Lord Mayor Sally Capp described it as “a recovery budget”.
She said COVID-19 has had a combined impact of more than $100 million on Council’s 2020-21 draft budget, contributing to an underlying deficit of $57.4 million, and warned that rebuilding Melbourne’s economy will take time and effort.
“The COVID-19 pandemic has hit our city hard. Business and retail have been severely impacted, tourist visitation has plummeted, and international students are doing it tough,” she said.
“This year, for the first time in more than 30 years, the budget will have a deficit. We are deliberately investing in our community now so we can support businesses and deliver infrastructure and stimulus as a platform for recovery.”
The $630 million budget also includes a $168 million infrastructure spend, $41 million for transport and $32 million for climate action.
The draft also contains $18.9 million in residential and commercial rate relief and small business grants, $17 million for the arts and creative sector and $19 million for major events and festivals.
Council has targeted $33 million in savings on contractors, consultants and administration and allocated $6 million for cleaning in public spaces.
“We are investing $6 million in extra cleaning across our public areas to improve safety and bolster community confidence as more people return to our streets, laneways and parks,” Cr Capp said.
Council has budgeted for a $28 million, or 33 per cent, drop in parking fee revenue from last year, with parking fine revenue expected to more than halve, dropping to $16 million.
City of Melbourne isn’t alone in weathering a COVID-related budget blow.
Coronavirus costs Newcastle $18 million
In NSW, City of Newcastle Council estimates the coronavirus will cost it $18 million in lost income by the end of June and contribute to an $8.33 million deficit.

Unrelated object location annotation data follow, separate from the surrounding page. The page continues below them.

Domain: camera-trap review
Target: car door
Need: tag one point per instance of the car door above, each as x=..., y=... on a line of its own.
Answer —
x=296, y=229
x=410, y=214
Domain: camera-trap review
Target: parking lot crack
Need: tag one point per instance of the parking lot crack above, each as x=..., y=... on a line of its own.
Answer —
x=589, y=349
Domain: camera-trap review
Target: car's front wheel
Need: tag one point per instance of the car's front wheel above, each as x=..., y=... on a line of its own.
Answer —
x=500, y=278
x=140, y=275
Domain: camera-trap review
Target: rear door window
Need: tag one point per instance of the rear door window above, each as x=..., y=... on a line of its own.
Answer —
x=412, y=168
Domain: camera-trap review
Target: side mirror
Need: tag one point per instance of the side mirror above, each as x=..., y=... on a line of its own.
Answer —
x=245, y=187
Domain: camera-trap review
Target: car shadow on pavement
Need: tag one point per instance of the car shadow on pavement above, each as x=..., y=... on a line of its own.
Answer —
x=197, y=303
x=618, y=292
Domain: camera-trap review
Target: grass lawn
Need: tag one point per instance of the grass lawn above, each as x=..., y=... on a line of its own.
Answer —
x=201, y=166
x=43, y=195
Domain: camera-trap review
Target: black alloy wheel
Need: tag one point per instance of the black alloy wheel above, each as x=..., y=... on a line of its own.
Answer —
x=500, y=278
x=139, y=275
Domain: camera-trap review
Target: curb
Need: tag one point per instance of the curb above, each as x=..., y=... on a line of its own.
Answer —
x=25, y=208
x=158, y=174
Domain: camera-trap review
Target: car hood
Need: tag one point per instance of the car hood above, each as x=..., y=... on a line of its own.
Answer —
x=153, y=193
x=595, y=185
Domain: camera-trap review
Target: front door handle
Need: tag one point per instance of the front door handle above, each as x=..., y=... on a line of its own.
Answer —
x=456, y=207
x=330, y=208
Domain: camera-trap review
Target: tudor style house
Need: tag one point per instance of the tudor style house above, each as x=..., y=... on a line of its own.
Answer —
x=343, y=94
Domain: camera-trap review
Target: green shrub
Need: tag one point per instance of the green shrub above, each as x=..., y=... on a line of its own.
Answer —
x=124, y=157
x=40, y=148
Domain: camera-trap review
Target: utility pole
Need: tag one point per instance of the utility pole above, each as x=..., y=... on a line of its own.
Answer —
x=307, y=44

Council’s March Quarterly Budget Review Statement forecasts revenue will fall by $17,849 million compared to three months ago.
The closure of a waste management centre, Civic Theatre and holiday park have all had an impact, as well as reduced dividends from Newcastle Airport.
However CEO Jeremy Bath says the organisation’s long-term financial sustainability remains sound.
“Our focus over the remainder of this year and next year will be to carefully manage our finances in order to respond to COVID-19, as well as fund projects aimed at supporting the local economy.”
Council will pursue an historic $100 million capital works program to provide economic stimulus, he said.
Drop in GDP predicted
It comes as new analysis suggests that LGAs hit by bushfires and COVID restrictions could experience GDP declines of up to almost 23 per cent.
The May 4 report by SGS Economics and Planning says bushfire-affected East Gippsland could see GDP for 2019-20 decline by $1.466 billion.
Meanwhile LGAs like Augusta-Margarget River in WA, Douglas in Queensland and Byron in NSW are likely to experience between 11 and 15 per cent decline in GDP as a result in the shutdown in tourism.
LGAs where major airports are located have also been hit hard by Covid-19 restrictions, with Hume’s GDP taking a 13.3 per cent hit ($11.8 billion) because of reduced operations at Melbourne Airport.
Melbourne, Sydney and Perth CBDs are likely to see larger declines in GDP than the national average of 6.7 per cent, SGS says, because of the loss of tourism spending and closures of restaurants, cafes and bars.